Ultimately, what opposes the social production of clandestine existence is the social production of a context of life through which the social evidence of the Sans-Papiers existence can be translated into political articulation. That also explains the Universal Embassy’s clear rejection of the abstract idea of "world citizen rights": "A hypothetical world citizen status is a useless abstraction. Planetary belonging is not a status, it is a factual reality." The demand, as articulated by the Universal Embassy, is, instead, to quote Tristan Wibault once more, in the "call for a new relationship of the legal subject to the productive subject,"[3] which means to an emerging social subject, as it appears in the current processes of social recomposition.

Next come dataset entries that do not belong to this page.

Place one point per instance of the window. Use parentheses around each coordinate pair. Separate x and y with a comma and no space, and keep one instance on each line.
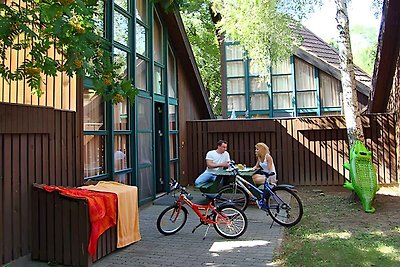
(158,81)
(144,147)
(305,85)
(142,60)
(282,85)
(330,90)
(94,140)
(107,130)
(236,80)
(171,74)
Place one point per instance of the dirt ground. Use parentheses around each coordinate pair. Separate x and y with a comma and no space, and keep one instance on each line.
(387,205)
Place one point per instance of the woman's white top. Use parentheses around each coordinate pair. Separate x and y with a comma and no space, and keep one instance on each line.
(264,165)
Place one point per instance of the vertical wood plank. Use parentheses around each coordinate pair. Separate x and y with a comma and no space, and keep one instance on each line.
(38,159)
(69,149)
(7,208)
(58,148)
(50,226)
(35,224)
(43,227)
(1,195)
(66,225)
(74,230)
(16,205)
(59,234)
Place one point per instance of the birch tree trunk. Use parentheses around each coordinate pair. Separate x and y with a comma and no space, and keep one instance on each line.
(350,103)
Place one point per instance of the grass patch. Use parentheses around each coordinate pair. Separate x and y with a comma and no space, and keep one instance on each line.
(334,232)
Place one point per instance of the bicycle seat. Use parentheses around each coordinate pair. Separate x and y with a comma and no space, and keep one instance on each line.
(211,196)
(267,174)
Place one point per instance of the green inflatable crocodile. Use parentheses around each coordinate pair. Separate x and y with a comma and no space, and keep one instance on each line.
(362,175)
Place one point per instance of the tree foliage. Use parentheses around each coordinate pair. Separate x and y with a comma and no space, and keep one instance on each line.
(364,42)
(264,28)
(68,26)
(201,32)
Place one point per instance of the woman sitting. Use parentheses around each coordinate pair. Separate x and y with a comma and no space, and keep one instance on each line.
(265,163)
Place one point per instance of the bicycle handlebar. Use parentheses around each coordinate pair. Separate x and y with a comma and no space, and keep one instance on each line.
(176,186)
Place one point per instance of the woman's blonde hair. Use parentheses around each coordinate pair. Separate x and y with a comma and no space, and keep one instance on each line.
(263,150)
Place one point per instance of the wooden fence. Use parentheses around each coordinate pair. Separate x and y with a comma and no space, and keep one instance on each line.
(306,151)
(37,145)
(61,230)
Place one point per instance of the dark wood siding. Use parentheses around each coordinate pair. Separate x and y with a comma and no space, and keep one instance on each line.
(61,230)
(37,144)
(306,151)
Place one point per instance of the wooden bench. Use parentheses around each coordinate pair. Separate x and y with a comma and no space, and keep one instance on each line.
(61,230)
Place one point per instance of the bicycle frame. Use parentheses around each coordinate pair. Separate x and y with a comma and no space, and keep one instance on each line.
(247,186)
(209,209)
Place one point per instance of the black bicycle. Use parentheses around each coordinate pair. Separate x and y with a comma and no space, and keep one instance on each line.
(280,202)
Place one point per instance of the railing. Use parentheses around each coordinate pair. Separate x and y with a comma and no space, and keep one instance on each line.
(306,151)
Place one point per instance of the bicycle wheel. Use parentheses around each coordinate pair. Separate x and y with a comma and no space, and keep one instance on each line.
(171,220)
(233,195)
(284,206)
(231,222)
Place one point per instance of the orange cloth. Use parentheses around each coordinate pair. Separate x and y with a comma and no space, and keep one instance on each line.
(128,212)
(102,210)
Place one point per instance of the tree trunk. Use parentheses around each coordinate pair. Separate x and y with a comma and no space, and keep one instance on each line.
(394,106)
(350,103)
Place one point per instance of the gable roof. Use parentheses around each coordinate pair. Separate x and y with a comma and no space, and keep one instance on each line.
(318,53)
(177,33)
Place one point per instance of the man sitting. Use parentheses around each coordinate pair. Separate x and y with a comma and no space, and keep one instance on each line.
(215,159)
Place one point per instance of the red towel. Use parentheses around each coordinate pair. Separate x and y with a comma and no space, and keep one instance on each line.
(102,210)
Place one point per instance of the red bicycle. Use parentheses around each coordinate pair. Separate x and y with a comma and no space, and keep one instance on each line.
(228,220)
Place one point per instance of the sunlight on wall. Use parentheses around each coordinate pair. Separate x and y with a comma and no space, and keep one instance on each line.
(230,245)
(320,236)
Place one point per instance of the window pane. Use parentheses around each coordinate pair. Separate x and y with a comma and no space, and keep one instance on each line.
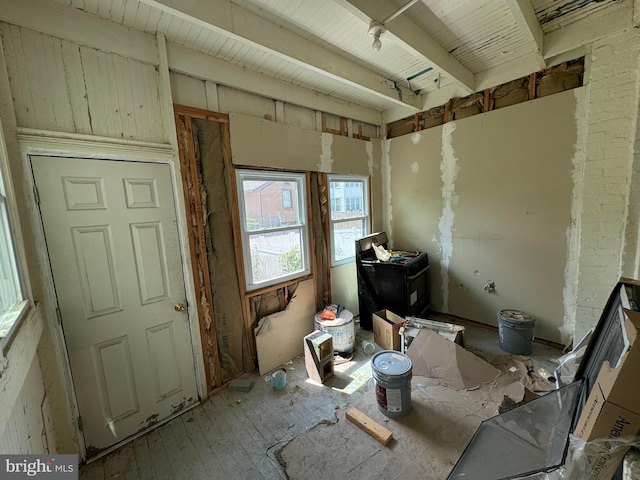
(268,206)
(347,200)
(9,286)
(345,235)
(276,254)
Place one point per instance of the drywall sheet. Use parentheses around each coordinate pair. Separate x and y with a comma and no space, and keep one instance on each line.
(416,197)
(489,198)
(263,143)
(279,336)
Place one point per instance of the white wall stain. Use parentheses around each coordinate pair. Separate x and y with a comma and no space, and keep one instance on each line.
(449,168)
(326,157)
(571,269)
(368,146)
(387,213)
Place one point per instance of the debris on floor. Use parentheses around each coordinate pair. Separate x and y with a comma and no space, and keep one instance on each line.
(240,385)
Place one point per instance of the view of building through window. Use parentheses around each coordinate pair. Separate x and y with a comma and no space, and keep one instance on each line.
(274,220)
(348,198)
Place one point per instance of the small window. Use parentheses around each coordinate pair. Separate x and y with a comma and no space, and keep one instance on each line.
(349,206)
(274,226)
(11,297)
(286,199)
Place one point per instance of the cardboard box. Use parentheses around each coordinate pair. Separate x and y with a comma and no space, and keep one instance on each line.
(386,329)
(408,332)
(612,409)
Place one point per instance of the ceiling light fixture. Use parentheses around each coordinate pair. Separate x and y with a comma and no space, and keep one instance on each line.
(377,28)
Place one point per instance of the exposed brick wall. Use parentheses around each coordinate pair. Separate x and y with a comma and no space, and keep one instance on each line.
(611,127)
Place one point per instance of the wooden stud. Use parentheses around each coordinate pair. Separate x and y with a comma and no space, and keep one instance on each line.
(370,426)
(232,200)
(197,245)
(447,112)
(487,103)
(184,110)
(532,85)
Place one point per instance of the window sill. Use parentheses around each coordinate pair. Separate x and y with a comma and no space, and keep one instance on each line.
(12,326)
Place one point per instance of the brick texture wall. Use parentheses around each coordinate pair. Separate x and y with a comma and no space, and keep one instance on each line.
(611,129)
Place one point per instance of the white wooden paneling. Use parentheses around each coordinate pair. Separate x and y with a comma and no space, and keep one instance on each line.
(60,86)
(187,90)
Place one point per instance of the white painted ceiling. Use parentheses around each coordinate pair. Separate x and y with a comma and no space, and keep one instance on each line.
(434,49)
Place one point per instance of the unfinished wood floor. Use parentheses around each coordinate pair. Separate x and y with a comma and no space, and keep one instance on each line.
(235,435)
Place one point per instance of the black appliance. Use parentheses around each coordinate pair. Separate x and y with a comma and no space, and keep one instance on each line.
(400,284)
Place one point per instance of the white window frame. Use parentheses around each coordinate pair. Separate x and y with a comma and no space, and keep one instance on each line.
(11,314)
(262,175)
(366,209)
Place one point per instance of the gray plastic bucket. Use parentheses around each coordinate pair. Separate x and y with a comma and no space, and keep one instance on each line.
(515,329)
(392,373)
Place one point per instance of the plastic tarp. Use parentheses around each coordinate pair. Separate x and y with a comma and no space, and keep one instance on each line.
(531,438)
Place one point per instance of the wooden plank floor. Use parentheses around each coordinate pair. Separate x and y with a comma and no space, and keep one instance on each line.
(236,435)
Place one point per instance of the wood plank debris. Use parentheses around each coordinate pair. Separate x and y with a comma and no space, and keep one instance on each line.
(369,425)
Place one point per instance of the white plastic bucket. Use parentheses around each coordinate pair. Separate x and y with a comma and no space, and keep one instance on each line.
(392,372)
(341,330)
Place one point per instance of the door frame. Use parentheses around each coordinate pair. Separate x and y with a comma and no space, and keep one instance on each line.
(55,144)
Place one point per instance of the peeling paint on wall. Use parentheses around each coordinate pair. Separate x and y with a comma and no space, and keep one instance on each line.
(326,157)
(570,290)
(387,213)
(449,169)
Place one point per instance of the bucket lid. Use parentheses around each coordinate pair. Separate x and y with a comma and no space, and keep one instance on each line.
(391,362)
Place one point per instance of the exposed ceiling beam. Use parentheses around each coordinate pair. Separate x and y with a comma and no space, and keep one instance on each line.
(225,18)
(525,17)
(585,31)
(206,67)
(413,37)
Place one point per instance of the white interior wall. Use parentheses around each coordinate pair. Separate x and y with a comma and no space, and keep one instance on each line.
(59,100)
(59,85)
(21,418)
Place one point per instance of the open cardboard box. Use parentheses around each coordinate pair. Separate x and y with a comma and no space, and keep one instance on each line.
(612,409)
(386,329)
(608,375)
(613,406)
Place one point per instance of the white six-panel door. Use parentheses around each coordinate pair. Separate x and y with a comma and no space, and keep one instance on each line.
(112,240)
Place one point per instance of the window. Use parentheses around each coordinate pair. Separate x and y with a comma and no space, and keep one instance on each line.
(11,297)
(349,206)
(286,198)
(274,226)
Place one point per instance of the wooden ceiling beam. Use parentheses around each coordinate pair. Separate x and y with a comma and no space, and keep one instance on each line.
(414,38)
(226,18)
(525,17)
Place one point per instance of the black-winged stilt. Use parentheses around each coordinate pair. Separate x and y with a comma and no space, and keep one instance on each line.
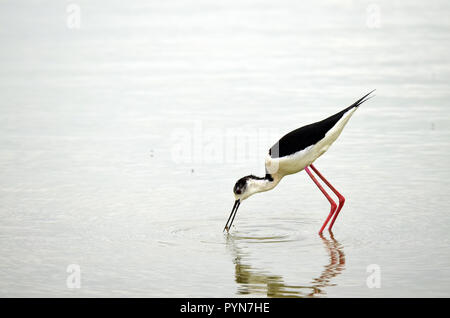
(295,152)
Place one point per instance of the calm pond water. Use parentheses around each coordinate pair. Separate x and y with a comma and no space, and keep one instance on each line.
(123,132)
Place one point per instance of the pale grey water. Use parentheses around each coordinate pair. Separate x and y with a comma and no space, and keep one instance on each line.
(88,126)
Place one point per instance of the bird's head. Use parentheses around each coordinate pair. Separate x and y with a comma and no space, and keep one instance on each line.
(244,188)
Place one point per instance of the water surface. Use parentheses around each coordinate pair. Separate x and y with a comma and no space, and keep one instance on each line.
(93,120)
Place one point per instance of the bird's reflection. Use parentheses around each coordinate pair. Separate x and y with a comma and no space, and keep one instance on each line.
(254,281)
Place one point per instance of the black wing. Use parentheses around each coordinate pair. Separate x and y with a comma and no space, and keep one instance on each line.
(306,136)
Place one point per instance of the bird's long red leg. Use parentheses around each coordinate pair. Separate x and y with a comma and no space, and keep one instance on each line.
(333,204)
(340,196)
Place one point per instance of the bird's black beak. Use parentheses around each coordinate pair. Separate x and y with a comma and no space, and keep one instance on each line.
(232,215)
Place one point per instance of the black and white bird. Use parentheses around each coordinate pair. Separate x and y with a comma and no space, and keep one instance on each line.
(294,152)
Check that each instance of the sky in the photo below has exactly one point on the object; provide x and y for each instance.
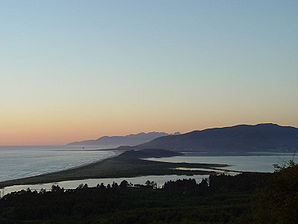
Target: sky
(75, 70)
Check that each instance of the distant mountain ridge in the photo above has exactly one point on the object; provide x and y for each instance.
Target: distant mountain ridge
(241, 138)
(116, 141)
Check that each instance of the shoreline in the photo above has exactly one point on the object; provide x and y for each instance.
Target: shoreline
(116, 166)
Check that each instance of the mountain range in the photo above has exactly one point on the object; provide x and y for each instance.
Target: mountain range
(266, 137)
(116, 141)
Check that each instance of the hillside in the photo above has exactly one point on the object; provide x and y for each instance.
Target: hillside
(241, 138)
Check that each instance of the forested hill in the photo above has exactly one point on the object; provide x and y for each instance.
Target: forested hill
(241, 138)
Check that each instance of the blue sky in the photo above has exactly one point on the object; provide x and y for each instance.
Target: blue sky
(95, 68)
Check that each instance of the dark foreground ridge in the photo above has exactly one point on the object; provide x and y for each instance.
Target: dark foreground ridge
(242, 199)
(128, 164)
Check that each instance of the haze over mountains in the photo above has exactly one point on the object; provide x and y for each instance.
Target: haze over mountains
(116, 141)
(241, 138)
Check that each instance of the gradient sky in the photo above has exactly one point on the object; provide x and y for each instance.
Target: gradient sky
(74, 70)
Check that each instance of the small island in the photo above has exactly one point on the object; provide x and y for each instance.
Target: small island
(128, 164)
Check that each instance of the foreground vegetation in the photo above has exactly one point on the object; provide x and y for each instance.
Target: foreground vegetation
(128, 164)
(245, 198)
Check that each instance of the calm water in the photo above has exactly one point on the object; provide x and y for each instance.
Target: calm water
(254, 163)
(32, 161)
(17, 162)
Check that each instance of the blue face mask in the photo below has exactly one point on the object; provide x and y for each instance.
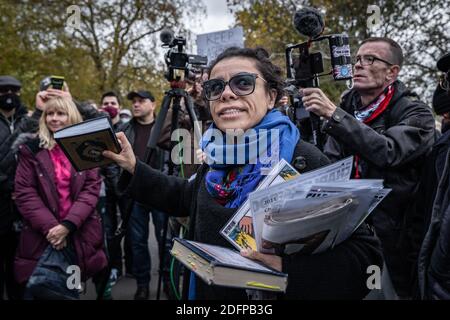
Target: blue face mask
(9, 101)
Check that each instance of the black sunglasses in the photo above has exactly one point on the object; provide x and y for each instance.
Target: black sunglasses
(6, 89)
(241, 84)
(367, 60)
(444, 82)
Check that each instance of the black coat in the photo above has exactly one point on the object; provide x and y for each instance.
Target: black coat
(10, 129)
(392, 147)
(335, 274)
(432, 210)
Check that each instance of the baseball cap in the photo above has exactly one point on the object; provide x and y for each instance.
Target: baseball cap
(142, 94)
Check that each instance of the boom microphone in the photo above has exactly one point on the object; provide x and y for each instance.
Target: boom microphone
(309, 22)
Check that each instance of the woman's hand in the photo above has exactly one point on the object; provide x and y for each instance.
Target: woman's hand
(270, 260)
(51, 93)
(126, 158)
(246, 225)
(57, 236)
(61, 246)
(317, 102)
(41, 98)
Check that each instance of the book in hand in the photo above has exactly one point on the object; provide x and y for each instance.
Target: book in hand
(240, 229)
(84, 142)
(226, 267)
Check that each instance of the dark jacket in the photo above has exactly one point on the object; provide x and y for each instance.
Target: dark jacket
(37, 201)
(432, 211)
(10, 129)
(392, 147)
(336, 274)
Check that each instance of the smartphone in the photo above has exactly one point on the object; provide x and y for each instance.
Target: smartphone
(57, 82)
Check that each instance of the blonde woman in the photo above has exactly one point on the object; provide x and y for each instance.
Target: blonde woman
(55, 201)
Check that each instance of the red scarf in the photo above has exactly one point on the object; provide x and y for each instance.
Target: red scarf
(383, 101)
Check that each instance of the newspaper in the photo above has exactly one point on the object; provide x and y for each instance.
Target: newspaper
(282, 216)
(239, 230)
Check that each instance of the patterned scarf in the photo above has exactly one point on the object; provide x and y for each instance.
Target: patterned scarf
(235, 170)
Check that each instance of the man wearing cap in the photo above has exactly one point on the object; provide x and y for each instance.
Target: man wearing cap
(138, 131)
(13, 121)
(110, 104)
(433, 207)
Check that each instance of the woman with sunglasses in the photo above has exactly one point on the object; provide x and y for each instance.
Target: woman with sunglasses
(242, 90)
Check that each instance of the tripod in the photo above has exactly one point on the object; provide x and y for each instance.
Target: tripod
(172, 97)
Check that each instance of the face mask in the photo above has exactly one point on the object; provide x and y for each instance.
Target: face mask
(111, 111)
(9, 101)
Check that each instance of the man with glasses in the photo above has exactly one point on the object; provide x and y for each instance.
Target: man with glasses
(110, 103)
(389, 132)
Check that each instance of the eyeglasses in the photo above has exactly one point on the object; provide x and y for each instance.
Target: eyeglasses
(368, 60)
(6, 89)
(444, 82)
(241, 84)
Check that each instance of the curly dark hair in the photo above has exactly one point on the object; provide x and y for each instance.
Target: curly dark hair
(270, 72)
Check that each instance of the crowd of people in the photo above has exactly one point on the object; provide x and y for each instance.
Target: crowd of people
(390, 132)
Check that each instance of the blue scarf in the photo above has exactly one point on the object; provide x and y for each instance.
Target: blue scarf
(235, 168)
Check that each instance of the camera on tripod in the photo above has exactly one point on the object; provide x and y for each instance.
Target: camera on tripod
(303, 68)
(181, 65)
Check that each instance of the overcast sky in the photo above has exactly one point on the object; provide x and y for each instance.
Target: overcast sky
(217, 17)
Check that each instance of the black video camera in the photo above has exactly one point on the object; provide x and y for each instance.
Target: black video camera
(176, 59)
(303, 68)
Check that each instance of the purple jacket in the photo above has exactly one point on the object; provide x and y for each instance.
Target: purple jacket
(37, 201)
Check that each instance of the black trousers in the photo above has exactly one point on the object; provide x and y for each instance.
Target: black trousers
(8, 245)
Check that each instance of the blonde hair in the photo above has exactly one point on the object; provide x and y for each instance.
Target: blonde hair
(65, 105)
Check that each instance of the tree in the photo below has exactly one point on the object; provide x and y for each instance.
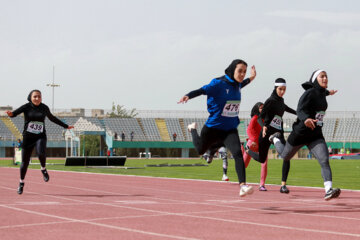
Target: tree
(120, 112)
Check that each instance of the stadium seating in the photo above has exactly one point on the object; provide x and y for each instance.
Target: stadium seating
(126, 125)
(335, 129)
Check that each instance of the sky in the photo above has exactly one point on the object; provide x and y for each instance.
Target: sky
(147, 54)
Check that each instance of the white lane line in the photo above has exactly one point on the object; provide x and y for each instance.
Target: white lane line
(98, 224)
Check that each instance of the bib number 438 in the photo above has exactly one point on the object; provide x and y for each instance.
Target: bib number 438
(35, 127)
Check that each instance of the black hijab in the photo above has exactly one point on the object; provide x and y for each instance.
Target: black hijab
(255, 109)
(29, 96)
(274, 95)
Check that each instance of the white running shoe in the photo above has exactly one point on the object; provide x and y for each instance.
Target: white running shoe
(192, 126)
(225, 178)
(246, 190)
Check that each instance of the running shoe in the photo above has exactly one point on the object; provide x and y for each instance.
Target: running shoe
(225, 178)
(45, 175)
(246, 148)
(332, 193)
(275, 135)
(192, 126)
(262, 188)
(208, 158)
(284, 189)
(246, 190)
(21, 188)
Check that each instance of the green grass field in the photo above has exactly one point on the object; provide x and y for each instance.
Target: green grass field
(346, 173)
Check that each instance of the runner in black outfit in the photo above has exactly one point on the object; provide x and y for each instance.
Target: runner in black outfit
(34, 134)
(307, 130)
(271, 122)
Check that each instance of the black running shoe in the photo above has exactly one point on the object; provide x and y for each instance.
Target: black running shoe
(21, 188)
(277, 135)
(332, 193)
(284, 189)
(45, 175)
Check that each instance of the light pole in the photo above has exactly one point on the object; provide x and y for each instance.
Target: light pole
(53, 85)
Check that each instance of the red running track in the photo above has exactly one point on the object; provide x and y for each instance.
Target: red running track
(99, 206)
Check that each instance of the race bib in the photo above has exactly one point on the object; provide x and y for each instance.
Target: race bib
(231, 109)
(320, 117)
(35, 127)
(276, 122)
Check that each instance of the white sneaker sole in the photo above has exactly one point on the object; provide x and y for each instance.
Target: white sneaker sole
(248, 192)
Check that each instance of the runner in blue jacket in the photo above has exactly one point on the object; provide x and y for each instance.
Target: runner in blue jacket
(223, 105)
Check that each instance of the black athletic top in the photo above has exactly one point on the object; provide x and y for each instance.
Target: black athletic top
(272, 113)
(34, 117)
(312, 104)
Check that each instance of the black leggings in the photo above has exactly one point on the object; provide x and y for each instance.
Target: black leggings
(264, 146)
(40, 145)
(230, 139)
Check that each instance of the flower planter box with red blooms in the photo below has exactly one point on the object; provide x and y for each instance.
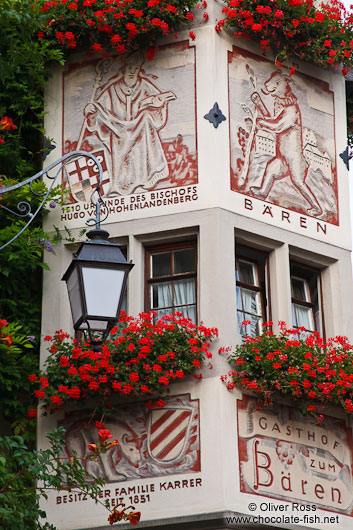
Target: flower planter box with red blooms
(314, 372)
(295, 29)
(113, 25)
(141, 358)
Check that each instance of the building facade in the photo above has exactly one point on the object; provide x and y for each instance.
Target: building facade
(224, 185)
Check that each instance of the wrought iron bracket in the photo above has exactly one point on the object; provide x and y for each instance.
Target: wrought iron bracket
(24, 209)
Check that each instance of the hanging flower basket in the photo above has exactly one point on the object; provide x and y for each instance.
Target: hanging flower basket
(110, 25)
(141, 358)
(295, 29)
(312, 371)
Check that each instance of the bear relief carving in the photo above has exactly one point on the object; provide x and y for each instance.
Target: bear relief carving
(277, 155)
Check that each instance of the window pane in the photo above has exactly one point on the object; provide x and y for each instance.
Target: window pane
(303, 317)
(247, 272)
(162, 295)
(251, 301)
(184, 292)
(188, 311)
(300, 289)
(184, 260)
(253, 329)
(161, 264)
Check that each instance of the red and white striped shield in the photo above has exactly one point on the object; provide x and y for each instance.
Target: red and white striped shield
(168, 433)
(82, 174)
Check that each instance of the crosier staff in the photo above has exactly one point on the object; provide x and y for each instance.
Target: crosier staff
(260, 107)
(102, 67)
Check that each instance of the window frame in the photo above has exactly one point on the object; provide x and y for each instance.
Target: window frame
(254, 256)
(308, 274)
(149, 281)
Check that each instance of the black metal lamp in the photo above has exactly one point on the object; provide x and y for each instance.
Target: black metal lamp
(96, 282)
(96, 278)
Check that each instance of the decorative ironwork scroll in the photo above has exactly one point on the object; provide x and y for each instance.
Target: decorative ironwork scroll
(24, 209)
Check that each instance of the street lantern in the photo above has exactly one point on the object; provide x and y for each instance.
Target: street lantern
(96, 282)
(96, 278)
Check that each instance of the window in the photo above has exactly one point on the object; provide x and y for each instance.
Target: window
(250, 274)
(171, 279)
(305, 298)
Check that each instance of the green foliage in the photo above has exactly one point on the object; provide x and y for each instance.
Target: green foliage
(320, 33)
(17, 362)
(310, 371)
(142, 357)
(26, 475)
(24, 70)
(111, 26)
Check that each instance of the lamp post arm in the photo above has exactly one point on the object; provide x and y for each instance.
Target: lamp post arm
(24, 209)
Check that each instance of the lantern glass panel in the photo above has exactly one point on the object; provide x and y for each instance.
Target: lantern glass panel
(73, 287)
(102, 290)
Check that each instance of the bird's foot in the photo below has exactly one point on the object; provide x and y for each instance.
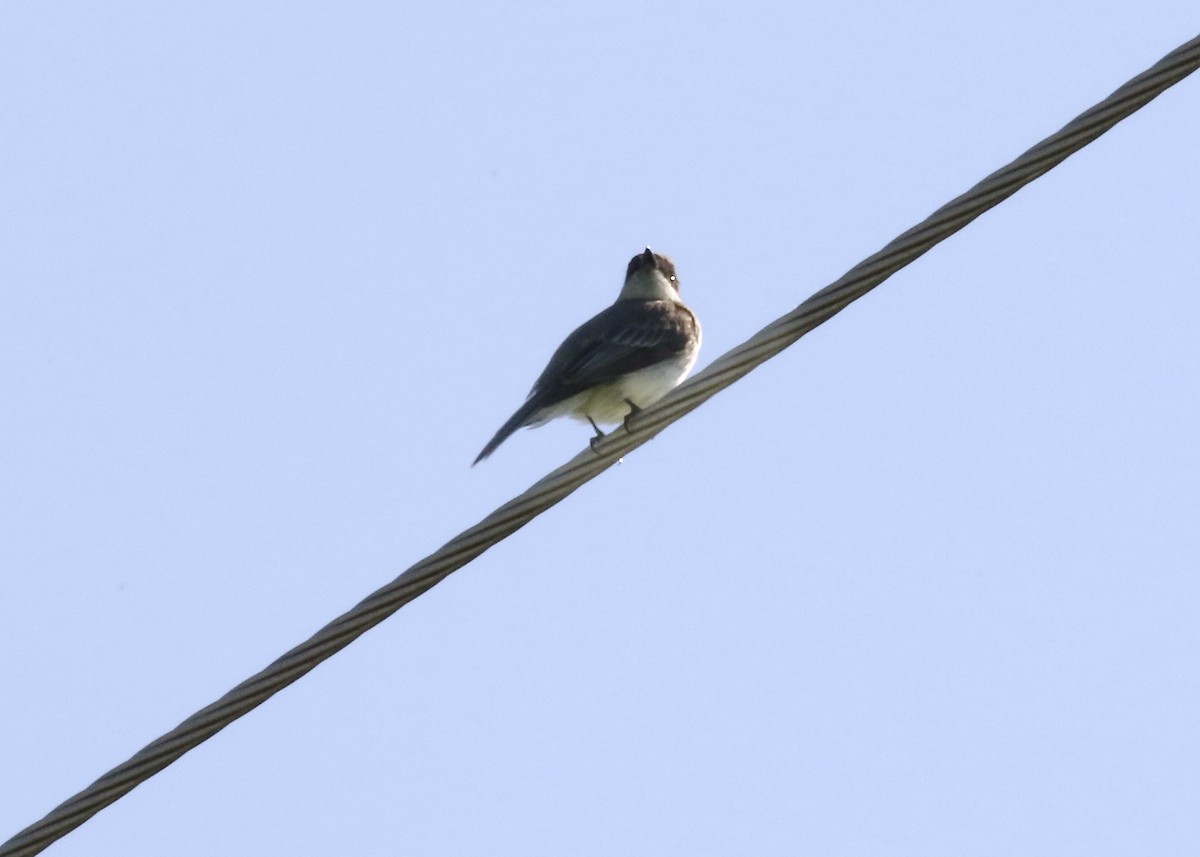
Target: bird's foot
(633, 412)
(599, 436)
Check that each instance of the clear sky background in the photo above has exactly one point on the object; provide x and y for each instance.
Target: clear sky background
(273, 273)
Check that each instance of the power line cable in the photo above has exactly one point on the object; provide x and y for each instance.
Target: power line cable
(587, 465)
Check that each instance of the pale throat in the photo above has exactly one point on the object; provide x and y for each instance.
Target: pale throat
(648, 285)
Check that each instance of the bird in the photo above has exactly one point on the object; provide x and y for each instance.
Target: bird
(621, 360)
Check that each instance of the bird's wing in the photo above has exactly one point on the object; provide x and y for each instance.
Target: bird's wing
(623, 339)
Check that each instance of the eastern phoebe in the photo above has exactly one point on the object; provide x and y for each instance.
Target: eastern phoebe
(622, 360)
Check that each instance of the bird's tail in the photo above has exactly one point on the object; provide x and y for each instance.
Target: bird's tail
(515, 421)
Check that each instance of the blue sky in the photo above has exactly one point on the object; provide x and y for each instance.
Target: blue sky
(271, 274)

The fact that this subject cannot be represented in the framework of the nation-state’s legal order, does not mean that it could be represented in a "world legal order," of which we have hardly any idea other than a higher, but for that reason diluted and less obligatory version of national legal systems.
On
the other hand, the "universality" of the
Universal Embassy is not on the order of being and representation,
but rather, of becoming; it is not oriented on the abstract
idea of an all-encompassing global area, but rather,
on a local "inhabited space": an inhabited
space that is constantly reconstituted through social
practices and whose evidences form the basis on which
law has to be examined, if it wants to avoid turning
into injustice. This concept of the local, which is
central in the Declaration, includes the possibility of residing just as much as
the possibility of moving - in Europe as well as in
all locations, in which the perspective for a local
existence are being destroyed on a daily basis. The
precarious residency, which the Universal Embassy enables,
is temporarily established somewhere between a site
of refuge and that double possibility, whose liberation
from the dictates of territory has yet to be realized.
[1] See T. Wibault, "The Universal Embassy: A Place Open to the World", at: http://eipcp.net/transversal/1203/wibault/en; Tristan Wibault is one of the co-initiators of the Embassy.
[2] Can be found at: http://www.universal-embassy.be/.
[3] T. Wibault, "The Universal Embassy: A Place Open to the World," loc. cit.